What it would do is deny American children the right to be a part of the country of their birth. The 14th Amendment was enacted in response to Southern states’ attempts to create laws to keep newly freed slaves in bondage. By extending to blacks a right that had been automatically bestowed on almost all others — the glaring exceptions were Native Americans and Chinese immigrants — the 14th Amendment corrected a fundamental flaw in the Constitution. It ended a permanent underclass, a laboring class of noncitizens. Withdrawing citizenship wouldn’t drive immigrants away; it would simply increase the population of illegal immigrants exponentially, generation after generation.

Were there compelling reasons to revoke this fact of American life and law, it would be one thing. But what are the arguments in support of it? That birthright citizenship draws immigrants to the U.S.? No. Studies have shown that the majority of illegal immigrants come to work and to be reunited with family already here. That the citizen children of illegal immigrants provide a route to permanent residence for their parents? No. Those children first must reach 21, and only then can they petition for their parents to join them; the wait can last more than 18 years. So much for “anchor babies.” Lastly, there is the supposed industry of “birth tourism” — the phenomenon of wealthy foreigners visiting the U.S. specifically for the purpose of giving birth to a child who will be a citizen. Yes, it is an abuse of birthright citizenship, but it is a small one. There is no evidence that millions of children are the products of luxury vacations.

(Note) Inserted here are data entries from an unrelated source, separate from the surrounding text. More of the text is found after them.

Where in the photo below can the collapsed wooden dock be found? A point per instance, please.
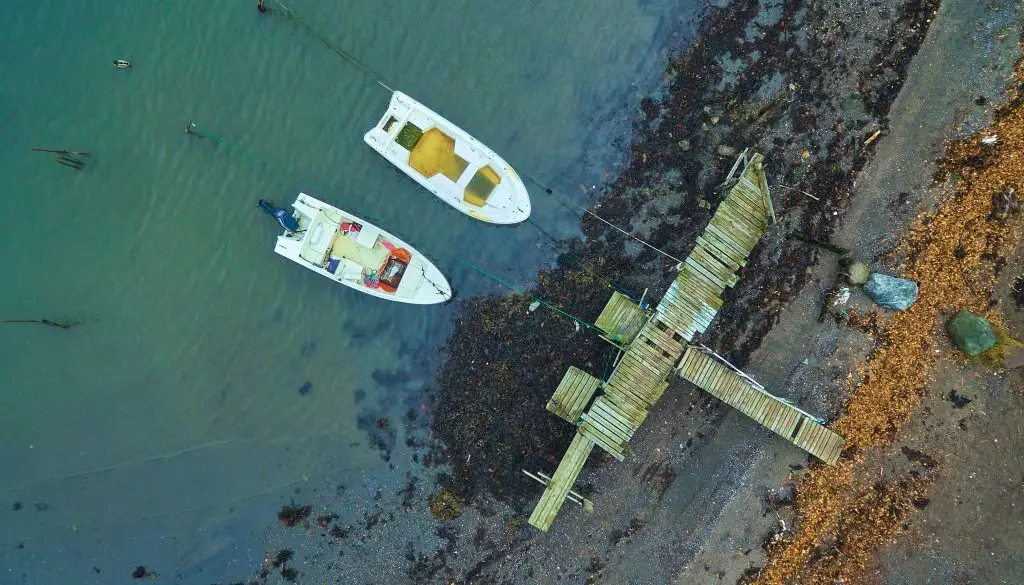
(656, 343)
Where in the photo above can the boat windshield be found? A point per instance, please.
(480, 186)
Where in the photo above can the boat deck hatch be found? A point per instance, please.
(480, 186)
(434, 153)
(408, 136)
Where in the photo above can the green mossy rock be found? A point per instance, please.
(971, 332)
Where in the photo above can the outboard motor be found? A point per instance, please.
(286, 219)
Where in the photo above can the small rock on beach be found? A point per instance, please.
(891, 292)
(971, 332)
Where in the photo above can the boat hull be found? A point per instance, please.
(359, 255)
(449, 162)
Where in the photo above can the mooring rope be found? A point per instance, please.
(363, 68)
(347, 56)
(571, 205)
(538, 299)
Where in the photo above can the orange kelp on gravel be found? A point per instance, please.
(954, 255)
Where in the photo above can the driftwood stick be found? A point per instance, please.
(65, 153)
(825, 245)
(45, 322)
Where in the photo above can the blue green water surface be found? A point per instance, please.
(130, 439)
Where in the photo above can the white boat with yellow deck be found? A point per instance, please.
(449, 162)
(356, 253)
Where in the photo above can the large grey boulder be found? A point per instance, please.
(891, 292)
(971, 332)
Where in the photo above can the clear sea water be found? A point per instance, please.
(167, 428)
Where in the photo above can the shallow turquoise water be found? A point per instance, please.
(176, 400)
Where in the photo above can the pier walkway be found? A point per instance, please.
(608, 413)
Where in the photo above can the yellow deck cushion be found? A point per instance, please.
(434, 153)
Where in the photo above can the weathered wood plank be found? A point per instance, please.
(561, 482)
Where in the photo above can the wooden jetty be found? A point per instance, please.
(607, 414)
(717, 377)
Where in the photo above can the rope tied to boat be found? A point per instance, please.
(538, 299)
(363, 68)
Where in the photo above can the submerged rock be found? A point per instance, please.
(891, 292)
(971, 332)
(857, 273)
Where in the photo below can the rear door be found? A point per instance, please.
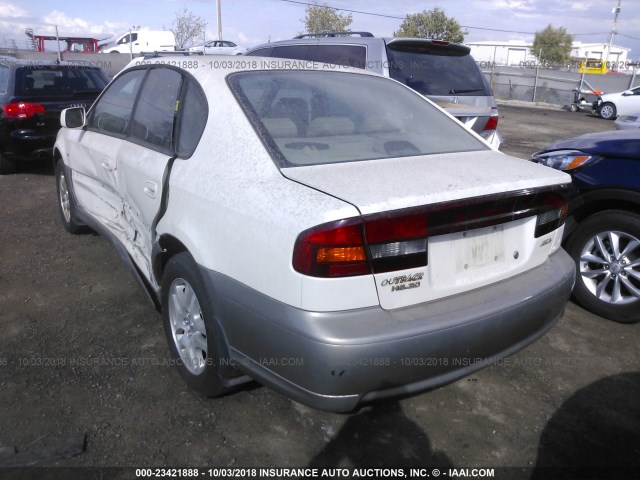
(143, 160)
(54, 88)
(93, 157)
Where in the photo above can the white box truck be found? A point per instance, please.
(142, 41)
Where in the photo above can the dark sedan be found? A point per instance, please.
(32, 95)
(603, 231)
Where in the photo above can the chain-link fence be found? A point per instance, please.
(553, 86)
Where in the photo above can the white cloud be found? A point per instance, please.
(7, 10)
(76, 25)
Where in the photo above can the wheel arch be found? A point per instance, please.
(602, 200)
(166, 247)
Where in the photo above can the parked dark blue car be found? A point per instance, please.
(602, 233)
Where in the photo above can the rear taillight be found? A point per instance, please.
(335, 249)
(492, 123)
(22, 110)
(398, 240)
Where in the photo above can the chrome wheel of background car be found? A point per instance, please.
(610, 267)
(188, 330)
(608, 111)
(606, 249)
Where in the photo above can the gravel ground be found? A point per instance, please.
(83, 357)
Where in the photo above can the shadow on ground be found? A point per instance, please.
(380, 436)
(595, 434)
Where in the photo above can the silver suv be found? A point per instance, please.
(444, 72)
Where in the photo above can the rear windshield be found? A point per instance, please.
(318, 117)
(59, 81)
(436, 70)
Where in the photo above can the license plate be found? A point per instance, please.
(481, 248)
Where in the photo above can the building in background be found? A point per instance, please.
(518, 53)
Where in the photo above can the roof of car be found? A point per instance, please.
(27, 62)
(199, 65)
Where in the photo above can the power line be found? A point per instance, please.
(395, 17)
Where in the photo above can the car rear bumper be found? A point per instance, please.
(336, 360)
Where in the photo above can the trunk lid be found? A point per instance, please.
(458, 261)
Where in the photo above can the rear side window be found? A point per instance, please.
(436, 70)
(4, 78)
(316, 117)
(112, 111)
(157, 108)
(194, 112)
(59, 81)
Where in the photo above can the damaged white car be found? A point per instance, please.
(329, 233)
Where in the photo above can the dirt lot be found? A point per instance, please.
(83, 351)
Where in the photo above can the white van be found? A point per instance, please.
(142, 41)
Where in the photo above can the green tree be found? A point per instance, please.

There is one truth buried in the arguments of those who would tamper with the Constitution to deny citizenship to children born here. Many immigrants come to this country, legally and illegally, because they want their children to grow up in America and participate in its dynamic society. That is a testament to this nation’s allure. It should be a source of pride, not fear.

The immigration system is broken, but it’s not our Constitution that is to blame, it’s Congress. No matter how much politics distorts this debate and vilifies immigrants, it is not constitutional guarantees that are hurting the nation. It is the refusal of legislators to enact reform.